You're going to end up doing alot of string manipulation anyway,
so why not just manipulate the date string itself?
Browsers format the date string differently.
Netscape ::: Fri May 11 2012 20:15:49 GMT-0600 (Mountain Daylight Time)
IE ::: Fri May 11 20:17:33 MDT 2012
so you'll have to check for that.
var D = new Date().toString().split(' ')[(document.all)?3:4];
That will set D equal to the 24-hour HH:MM:SS string. Split that on the
colons, and the first element will be the hours.
var H = new Date().toString().split(' ')[(document.all)?3:4].split(':')[0];
You can convert 24-hour hours into 12-hour hours, but that hasn't
actually been mentioned here. Probably because it's fairly CRAZY
what you're actually doing mathematically when you convert hours
from clocks. In fact, what you're doing is adding 23, mod'ing that
by 12, and adding 1
twelveHour = ((twentyfourHour+23)%12)+1;
So, for example, you could grab the whole time from the date string, mod
the hours, and display all that with the new hours.
var T = new Date().toString().split(' ')[(document.all)?3:4].split(':');
T[0] = (((T[0])+23)%12)+1;
alert(T.join(':'));
With some smart regex, you can probably pull the hours off the HH:MM:SS
part of the date string, and mod them all in the same line. It would be
a ridiculous line because the backreference $1 couldn't be used in
calculations without putting a function in the replace.
Here's how that would look:
var T = new Date().toString().split(' ')[(document.all)?3:4].replace(/(^\d\d)/,function(){return ((parseInt(RegExp.$1)+23)%12)+1} );
Which, as I say, is ridiculous.
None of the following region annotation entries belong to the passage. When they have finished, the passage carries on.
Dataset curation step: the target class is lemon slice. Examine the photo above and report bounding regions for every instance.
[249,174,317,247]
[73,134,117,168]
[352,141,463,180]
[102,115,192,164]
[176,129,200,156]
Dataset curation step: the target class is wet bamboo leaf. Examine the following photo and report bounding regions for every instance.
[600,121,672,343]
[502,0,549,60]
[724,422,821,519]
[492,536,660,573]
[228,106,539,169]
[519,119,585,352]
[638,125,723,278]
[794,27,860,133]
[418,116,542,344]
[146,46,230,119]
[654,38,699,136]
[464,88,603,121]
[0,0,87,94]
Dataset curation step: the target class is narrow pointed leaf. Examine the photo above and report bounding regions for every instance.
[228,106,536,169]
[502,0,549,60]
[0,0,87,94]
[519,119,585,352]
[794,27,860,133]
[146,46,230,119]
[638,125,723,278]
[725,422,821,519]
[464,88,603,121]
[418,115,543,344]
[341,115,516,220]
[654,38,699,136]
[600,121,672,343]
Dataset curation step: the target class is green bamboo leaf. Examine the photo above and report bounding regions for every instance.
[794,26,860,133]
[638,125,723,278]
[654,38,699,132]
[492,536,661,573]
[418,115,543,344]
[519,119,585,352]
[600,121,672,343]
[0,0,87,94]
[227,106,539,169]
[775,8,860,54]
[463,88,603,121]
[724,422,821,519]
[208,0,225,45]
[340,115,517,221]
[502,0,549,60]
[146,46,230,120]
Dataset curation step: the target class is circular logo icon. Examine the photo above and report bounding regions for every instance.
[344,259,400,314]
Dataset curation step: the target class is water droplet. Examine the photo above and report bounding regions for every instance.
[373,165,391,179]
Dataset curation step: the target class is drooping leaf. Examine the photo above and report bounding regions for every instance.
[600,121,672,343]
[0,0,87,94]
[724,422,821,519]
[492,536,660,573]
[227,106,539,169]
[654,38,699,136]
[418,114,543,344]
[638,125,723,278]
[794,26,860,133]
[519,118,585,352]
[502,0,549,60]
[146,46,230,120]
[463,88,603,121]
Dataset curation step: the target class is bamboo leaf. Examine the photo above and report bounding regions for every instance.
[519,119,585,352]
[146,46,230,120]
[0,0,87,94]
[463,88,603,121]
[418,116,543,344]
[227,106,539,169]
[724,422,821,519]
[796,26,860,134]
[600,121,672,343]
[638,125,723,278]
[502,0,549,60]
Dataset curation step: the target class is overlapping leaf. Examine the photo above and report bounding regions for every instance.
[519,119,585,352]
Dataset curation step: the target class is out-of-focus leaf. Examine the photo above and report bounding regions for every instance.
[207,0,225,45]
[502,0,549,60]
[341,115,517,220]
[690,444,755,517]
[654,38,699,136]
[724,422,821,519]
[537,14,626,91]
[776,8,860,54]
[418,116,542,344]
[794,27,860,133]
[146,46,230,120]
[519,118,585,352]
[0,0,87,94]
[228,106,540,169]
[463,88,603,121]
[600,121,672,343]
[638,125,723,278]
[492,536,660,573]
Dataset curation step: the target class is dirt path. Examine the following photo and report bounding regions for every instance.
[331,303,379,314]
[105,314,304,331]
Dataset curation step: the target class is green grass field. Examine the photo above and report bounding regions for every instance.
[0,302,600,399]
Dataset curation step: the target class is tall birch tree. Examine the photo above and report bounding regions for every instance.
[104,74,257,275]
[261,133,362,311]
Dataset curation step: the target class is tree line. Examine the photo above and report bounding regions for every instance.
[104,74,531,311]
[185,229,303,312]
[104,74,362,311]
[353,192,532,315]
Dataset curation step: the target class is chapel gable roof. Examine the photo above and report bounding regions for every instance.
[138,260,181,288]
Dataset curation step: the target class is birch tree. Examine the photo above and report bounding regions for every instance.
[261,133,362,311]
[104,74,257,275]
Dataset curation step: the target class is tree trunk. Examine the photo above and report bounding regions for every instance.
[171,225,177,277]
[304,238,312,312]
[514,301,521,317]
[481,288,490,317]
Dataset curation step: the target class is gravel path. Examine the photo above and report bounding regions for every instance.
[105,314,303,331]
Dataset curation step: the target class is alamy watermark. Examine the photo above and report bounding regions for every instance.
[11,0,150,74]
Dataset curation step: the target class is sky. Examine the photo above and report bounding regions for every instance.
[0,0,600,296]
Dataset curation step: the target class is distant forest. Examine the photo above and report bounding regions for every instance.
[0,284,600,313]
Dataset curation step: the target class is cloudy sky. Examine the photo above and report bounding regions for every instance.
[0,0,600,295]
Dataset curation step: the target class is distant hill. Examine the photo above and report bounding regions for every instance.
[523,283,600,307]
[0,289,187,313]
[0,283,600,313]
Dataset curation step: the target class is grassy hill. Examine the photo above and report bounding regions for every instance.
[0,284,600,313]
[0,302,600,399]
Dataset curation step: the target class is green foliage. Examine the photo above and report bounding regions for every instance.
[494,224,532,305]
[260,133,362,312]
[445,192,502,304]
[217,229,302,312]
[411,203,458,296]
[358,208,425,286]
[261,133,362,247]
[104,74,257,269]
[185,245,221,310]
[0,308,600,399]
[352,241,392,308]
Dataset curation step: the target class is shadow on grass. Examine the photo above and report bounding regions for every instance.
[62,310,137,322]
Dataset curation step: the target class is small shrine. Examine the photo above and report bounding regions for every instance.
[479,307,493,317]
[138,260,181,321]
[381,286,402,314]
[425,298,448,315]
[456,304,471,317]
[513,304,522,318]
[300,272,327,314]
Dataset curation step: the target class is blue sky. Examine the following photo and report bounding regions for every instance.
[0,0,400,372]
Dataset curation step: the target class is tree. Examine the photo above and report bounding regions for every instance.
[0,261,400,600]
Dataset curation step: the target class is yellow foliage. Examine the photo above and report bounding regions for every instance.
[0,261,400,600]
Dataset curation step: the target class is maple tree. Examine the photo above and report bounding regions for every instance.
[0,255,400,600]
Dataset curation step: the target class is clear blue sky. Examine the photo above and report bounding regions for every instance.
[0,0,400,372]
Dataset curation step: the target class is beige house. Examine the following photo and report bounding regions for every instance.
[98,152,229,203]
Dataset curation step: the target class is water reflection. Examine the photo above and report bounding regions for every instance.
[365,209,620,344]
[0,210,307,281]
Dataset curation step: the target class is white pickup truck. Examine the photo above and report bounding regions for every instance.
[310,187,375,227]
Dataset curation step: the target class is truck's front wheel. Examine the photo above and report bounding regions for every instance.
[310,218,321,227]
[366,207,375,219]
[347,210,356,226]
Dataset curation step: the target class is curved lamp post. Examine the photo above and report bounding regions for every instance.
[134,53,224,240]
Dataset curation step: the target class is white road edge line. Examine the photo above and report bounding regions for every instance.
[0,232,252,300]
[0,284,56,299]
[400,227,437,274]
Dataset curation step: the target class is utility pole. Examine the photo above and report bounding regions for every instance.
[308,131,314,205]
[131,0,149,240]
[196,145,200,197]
If you're using a library that CAN perform
calculations on backreferences, the line becomes:
var T = new Date().toString().split(' ')[(document.all)?3:4].replace(/(^\d\d)/, (($1+23)%12)+1);
And that's not actually out of the question as useable code, if you document it well.
That line says:
Make a Date string, break it up on the spaces, get the browser-apropos part,
and replace the first two-digit-number with that number mod'ed.
Point of the story is, the way to convert 24-hour-clock hours to 12-hour-clock hours
is a non-obvious mathematical calculation:
You add 23, mod by 12, then add one more.